Quinta, 06 de outubro de 2016, 00h00

Crises e a história


A imprensa divulgou ontem a notícia de que a Lei das Diretrizes Orçamentárias - LOA, para 2017 congelou o valor dos repasses constitucionais aos poderes. Nada poderia ser mais oportuno. Os poderes têm sido gastadores eméritos ao longo do tempo. Beneficiaram-se dos sucessivos aumentos da arrecadação estadual dos últimos anos. Mesmo que não justificasse o aumento enorme nos repasses, dedicaram-se a construir anexos riquíssimos, gabinetes ‘hollywoodianos‘, carrões, até cadeiras além do luxo necessário para as respeitáveis bundas de muitas excelências. Bizarrices assim!

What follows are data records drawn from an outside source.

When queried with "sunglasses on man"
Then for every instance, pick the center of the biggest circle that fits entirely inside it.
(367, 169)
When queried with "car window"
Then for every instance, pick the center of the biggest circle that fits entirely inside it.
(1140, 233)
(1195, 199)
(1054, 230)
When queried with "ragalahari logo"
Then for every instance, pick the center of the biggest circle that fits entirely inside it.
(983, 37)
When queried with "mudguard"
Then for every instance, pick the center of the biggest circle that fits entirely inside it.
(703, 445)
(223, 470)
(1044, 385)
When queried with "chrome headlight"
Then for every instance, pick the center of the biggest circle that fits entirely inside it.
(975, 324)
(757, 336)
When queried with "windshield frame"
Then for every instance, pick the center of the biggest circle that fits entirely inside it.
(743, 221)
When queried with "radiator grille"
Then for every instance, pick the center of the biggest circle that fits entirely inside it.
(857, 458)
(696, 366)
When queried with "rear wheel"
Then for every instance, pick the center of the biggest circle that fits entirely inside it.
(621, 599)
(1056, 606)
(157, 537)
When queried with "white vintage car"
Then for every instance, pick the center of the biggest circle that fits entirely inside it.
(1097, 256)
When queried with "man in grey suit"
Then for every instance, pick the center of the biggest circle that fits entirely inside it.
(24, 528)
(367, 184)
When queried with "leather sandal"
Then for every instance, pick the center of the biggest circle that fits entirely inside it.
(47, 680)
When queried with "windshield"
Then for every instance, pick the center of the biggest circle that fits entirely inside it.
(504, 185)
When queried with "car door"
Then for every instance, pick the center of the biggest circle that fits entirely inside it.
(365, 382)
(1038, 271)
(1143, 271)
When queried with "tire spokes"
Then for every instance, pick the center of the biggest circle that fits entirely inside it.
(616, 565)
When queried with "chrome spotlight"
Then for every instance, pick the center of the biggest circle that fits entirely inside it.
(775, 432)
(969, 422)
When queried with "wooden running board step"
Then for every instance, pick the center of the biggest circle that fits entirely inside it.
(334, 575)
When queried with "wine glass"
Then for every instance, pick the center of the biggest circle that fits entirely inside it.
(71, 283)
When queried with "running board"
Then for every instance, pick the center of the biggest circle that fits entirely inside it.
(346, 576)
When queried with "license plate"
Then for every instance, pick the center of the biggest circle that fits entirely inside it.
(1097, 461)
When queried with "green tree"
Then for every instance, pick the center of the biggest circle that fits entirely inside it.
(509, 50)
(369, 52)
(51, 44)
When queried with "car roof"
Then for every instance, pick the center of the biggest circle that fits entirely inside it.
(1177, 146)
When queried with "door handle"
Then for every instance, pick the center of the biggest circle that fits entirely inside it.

 A crise econômica brasileira construída nos últimos anos chegou aos estados e está cobrando um preço cruel. Salários parcelados, investimentos reduzidos, sensação de que estamos caminhando pra trás. Porém, não é a primeira vez que as crises assolam a gestão pública em Mato Grosso. Tomo a liberdade de resgatar a memória de algumas pra mostrar que elas existem, são passageiras e, sobretudo, deixam poderosas lições. Se bem aproveitadas são mais oportunidades do que riscos.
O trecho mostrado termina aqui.